First diluted result
Steven J. Koch 01:48, 18 July 2008 (UTC):The diluted sample was much easier to view, and we got good video. The background was dimmer, so that you could see the end-tethered DNA better. We flowed again with this sample (washing with 1x YOYO1 buffer) and got good video. Definitely this 1:10 dilution is an easier way to view things, I think
Steven J. Koch 01:50, 18 July 2008 (UTC): I screwed up this sample, but it was tough. Basically, the chip slid around in all directions upon putting the coverglass on, so DNA would have experienced lateral forces in all directions. The sample was very cool to look at, but we didn't see anything striking, if I remember correctly. I think for trying this, the photoresist should be spun on a coverglass if possible
Steven J. Koch 02:32, 18 July 2008 (UTC):The first chip I dropped and it shattered. Nothing really learned, except that if you don't have a little water to form a bond, the chip easily slides all over the place.
The second was very promising! The other guys will be able to explain better, I think, since I had to leave right after we think we found elongated DNA in nanochannels. I thought it looked like DNA, because of fairly uniform lengths of glowing things. However, there's not much explanation of why it would have been stuck like this. We have long movies of what possibly is elongated DNA. I think definitely, combined with above results, is enough great data to make it very necessary to have Deying spend some time making us the exact sample we want for our microscope.
What does it all mean?
Steven J. Koch 02:36, 18 July 2008 (UTC):People were routinely asking me what this means we can do, and I was routinely shrugging it off. I'm still doing that. But I think some main things are:
- We now know that we can easily visualize long DNA molecules
- We have a pretty reliable way of tethering the long DNA molecules. It's reasonable now to pursue other methods if / when we need them. For example, with double- or single-hairpins (digified). We know exactly what we're looking for.
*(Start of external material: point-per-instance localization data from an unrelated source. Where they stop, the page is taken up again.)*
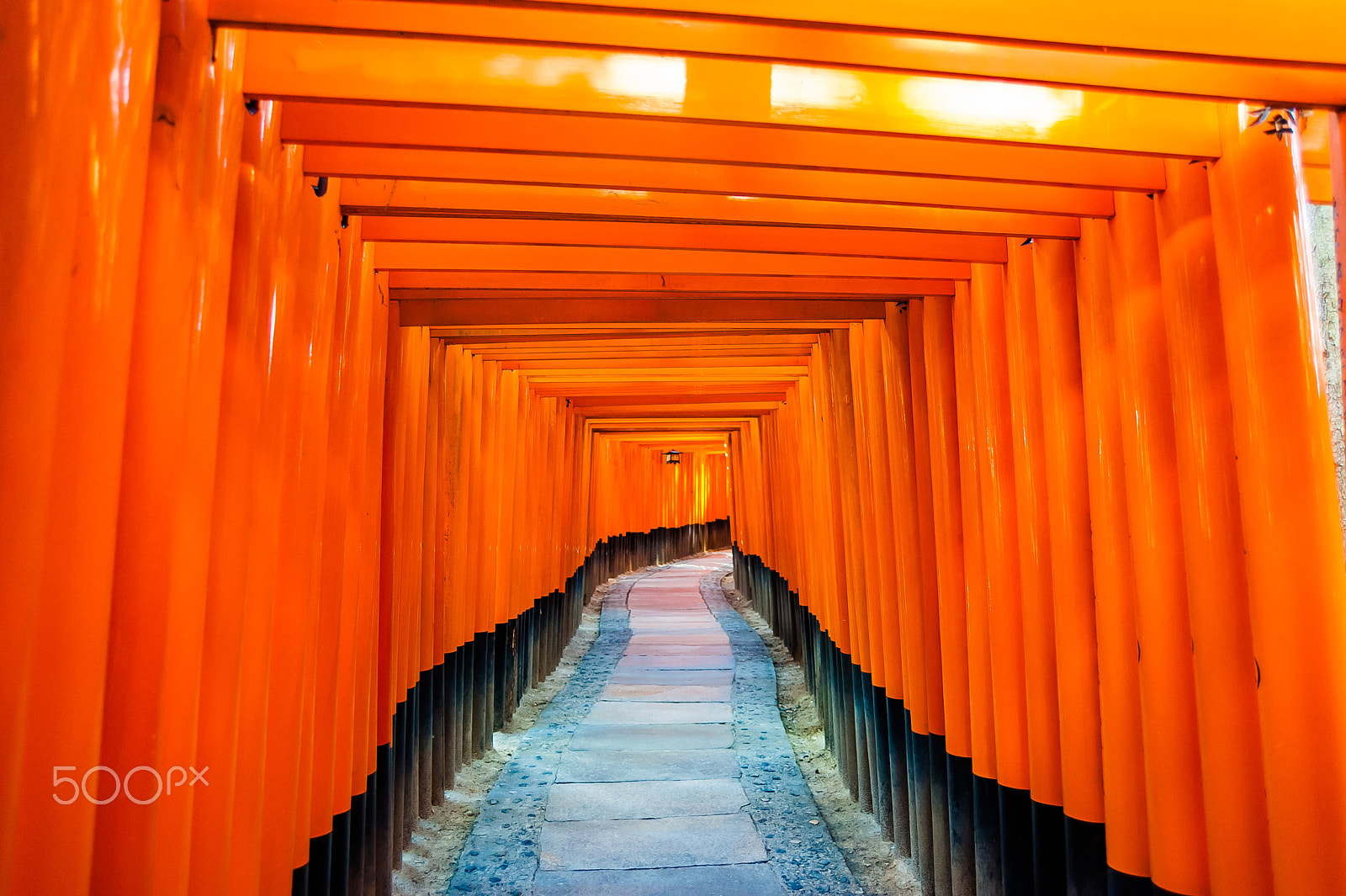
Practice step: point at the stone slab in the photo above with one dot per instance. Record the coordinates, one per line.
(636, 660)
(704, 880)
(690, 638)
(630, 712)
(609, 801)
(652, 736)
(653, 842)
(652, 765)
(700, 677)
(679, 650)
(670, 693)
- We have some great videos for talks and posters
- We have the best microscopy I have seen for the nanochannels work. It will be very appealing and be a big spur for projects in that area. What I want to write into my grant is the possibility of analyzing chromatin molecules (nucleosomes labeled with something fluorescent or gold particles). There is also great potential for analyzing features of genomic DNA.
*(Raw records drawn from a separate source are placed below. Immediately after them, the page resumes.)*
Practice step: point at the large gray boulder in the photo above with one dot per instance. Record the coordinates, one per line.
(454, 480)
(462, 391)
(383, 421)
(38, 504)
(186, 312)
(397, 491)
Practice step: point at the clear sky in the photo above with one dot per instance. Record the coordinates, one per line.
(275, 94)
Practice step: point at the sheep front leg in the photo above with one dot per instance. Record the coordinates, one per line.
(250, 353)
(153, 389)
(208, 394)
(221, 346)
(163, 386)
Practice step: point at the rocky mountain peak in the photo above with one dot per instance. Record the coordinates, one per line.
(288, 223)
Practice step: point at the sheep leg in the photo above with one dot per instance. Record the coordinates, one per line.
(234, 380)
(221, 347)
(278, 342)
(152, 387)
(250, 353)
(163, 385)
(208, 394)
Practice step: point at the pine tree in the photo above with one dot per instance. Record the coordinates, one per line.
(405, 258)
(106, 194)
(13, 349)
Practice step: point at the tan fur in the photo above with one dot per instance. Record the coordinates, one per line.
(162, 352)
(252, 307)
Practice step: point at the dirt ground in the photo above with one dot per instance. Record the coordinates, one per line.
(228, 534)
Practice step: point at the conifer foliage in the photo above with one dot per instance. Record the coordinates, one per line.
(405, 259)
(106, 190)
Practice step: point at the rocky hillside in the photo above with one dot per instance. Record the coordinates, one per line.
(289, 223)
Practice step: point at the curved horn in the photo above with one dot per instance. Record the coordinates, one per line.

Great work everyone yesterday and today! That's pretty sweet how we were able to have success in such a short time, start to finish.
Steven J. Koch 09:14, 18 July 2008 (UTC):As for the circles, I looked at them again just now: (C:\Movies from Live Feed\png\herskowitz.larryThu17Jul08-17-32-50 guitar strings) and it struck me that these look similar to something I used to see at Sandia when doing microtubule stuff. In particular, when the assay wasn't working well, and MTs were depolymerizing, I seem to remember seeing this kind of stuff. Another postdoc declared these to be "depolymerized tubulin" and I stupidly believed him before I realized that all of his theories were proved beyond a doubt in his mind without ever doing or conceiving of control experiments. Anyway, the only things in common with these assays are: antifade components; dirty coverglass and I think that's all. In those Sandia experiments, there were no DNA molecules, and the fluorophore was rhodamine labeled tubulin. Huh. (I also may be remembering something different.)